Book Discovery Strategies #3: Pitch Yourself to Podcasts

may12-bookdiscovery3

Every form of online communication has a certain degree of separation between content creators and content consumers. When blogs were the main digital way for authors to connect with readers, the number one advice most people gave newbies was to start a blog. Some blogs remain popular, but for the most part, these daily or weekly words on a page are too far removed from the readers they target. While fans want to read what their favorite authors have to say, they also crave a deeper connection.

Podcasts remove one degree of separation from the content equation because readers can actually hear your voice. When they detect your cadence, tone, and vocal mannerisms, fans feel like they know you better. The same is true when you abandon guest posting on blogs to instead become a guest on a popular podcast in your niche. You’ll forge a deeper connection with new fans who now feel as though you’re acquainted. Talking about your book on a series of podcasts is a strong strategy for finding new rabid fans for your work.

Why Does This Strategy Work?

Image from http://superhealthyme.com/episode-1-superhealthyme-podcast-help-sitting-disease/

Podcasts have been around in some form for over a decade, but it’s only recently that technology caught up to make consumption of audio more feasible. Improved mobile podcast apps and new podcast software for cars lets people take their favorite shows wherever they want to go. With more listeners than ever, some shows have built up a robust audience of loyal fans.

Hosts of these programs put in the time every day or week to create their show, and their audiences trust the products they discuss and the people they chat with. When you appear on one of these podcasts, you borrow a tiny bit of that trust. Add to this the previously mentioned ability to let audience members get to know you better, and you have a golden opportunity to sell more books.

How Does This Strategy Work?

Image from http://influencerconnect.com/why-you-should-be-partaking-in-podcast-advertising/

We’re reminded of the liquor commercial where a group of guys are asked what tequila they want. The leader of the pack says, “Any tequila,” and goes on through a series of misadventures by saying, “Any haircut,” “Any tattoo,” and “Any place,” until the gang looks ridiculous as they travel along on a bus of senior citizens. This commercial comes to mind because many authors think that “any podcast,” will do. On the contrary, the podcasts you choose will make a major difference in whether or not you sell books.

It’s pretty easy to tell which shows have an audience and which don’t. If a podcast has fewer than 10 reviews and it has no comments on the posts on its website, then it’s unlikely you’ll get much from appearing on that show. You need to seek out podcasts with an active audience. That audience should consist of your ideal readers, because you won’t sell many copies of your fishing book on a show about poker.
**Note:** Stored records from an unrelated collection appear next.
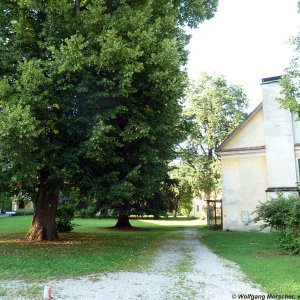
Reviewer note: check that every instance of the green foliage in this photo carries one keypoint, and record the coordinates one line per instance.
(283, 215)
(88, 212)
(290, 81)
(214, 110)
(24, 212)
(5, 203)
(64, 216)
(89, 94)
Search through podcasts on iTunes and Stitcher to find at least five strong candidates for your appearance. Listen to at least one episode of each show to make sure the program is a good fit. Take some notes at this time so you can keep the shows separate in your head. More often than not, you’re going to find that over half these shows wouldn’t work. Either they don’t ever have guests or you realize after listening that the subject matter isn’t as strong a fit as you thought. Repeat the five show selection process until you have at least a dozen shows to submit to.

Pitch the shows you want to appear on. We use the word pitch here because you don’t want to send the hosts a lame email saying you’d like to promote your book. You have to go beyond that, because good hosts are always looking to give their listeners value. Maybe you’ll read an excerpt from the book. Perhaps you can give out some goodies or enter the listeners into a contest. Promoting your book isn’t enough to get hosts excited about your appearance. If your pitch wouldn’t convince you to let somebody on a show, then you need to keep working on it.

Once you get a few shows lined up, figure out how to incentivize listeners to connect with you. Non-fiction authors will often offer a cheat sheet or a free video series, while fiction authors will give away a free book or some bonus chapters.

To make this strategy really shine, you’re going to want to have your books in audio. Like attracts like, and in turn, podcast listeners enjoy consuming other audio content. You can use Amazon’s ACX platform to get your books produced in audio, or you can do the whole time-consuming process yourself.

Mass Emails vs. Individual Attention

Image from http://plentifulmarketing.com/best-way-gain-massive-email-list

Many authors won’t consider a strategy like this because the submission process takes extra time. They’d much rather send out a mass email to content creators to speed up the process. The reason we recommend actually listening to the shows is the same reason we recommend getting on podcasts. When you’ve actually heard what the hosts have had to say, you remove one degree of separation. You aren’t just an anonymous emailer. You’re a listener, and that small amount of effort will give your request extra attention.

Nearly all strategies worth doing will require you to do something the other guy won’t be willing to do. If it’s hard and it’s smart, then it’s probably a good investment of your time. Keep pushing and one of your strategies is bound to succeed.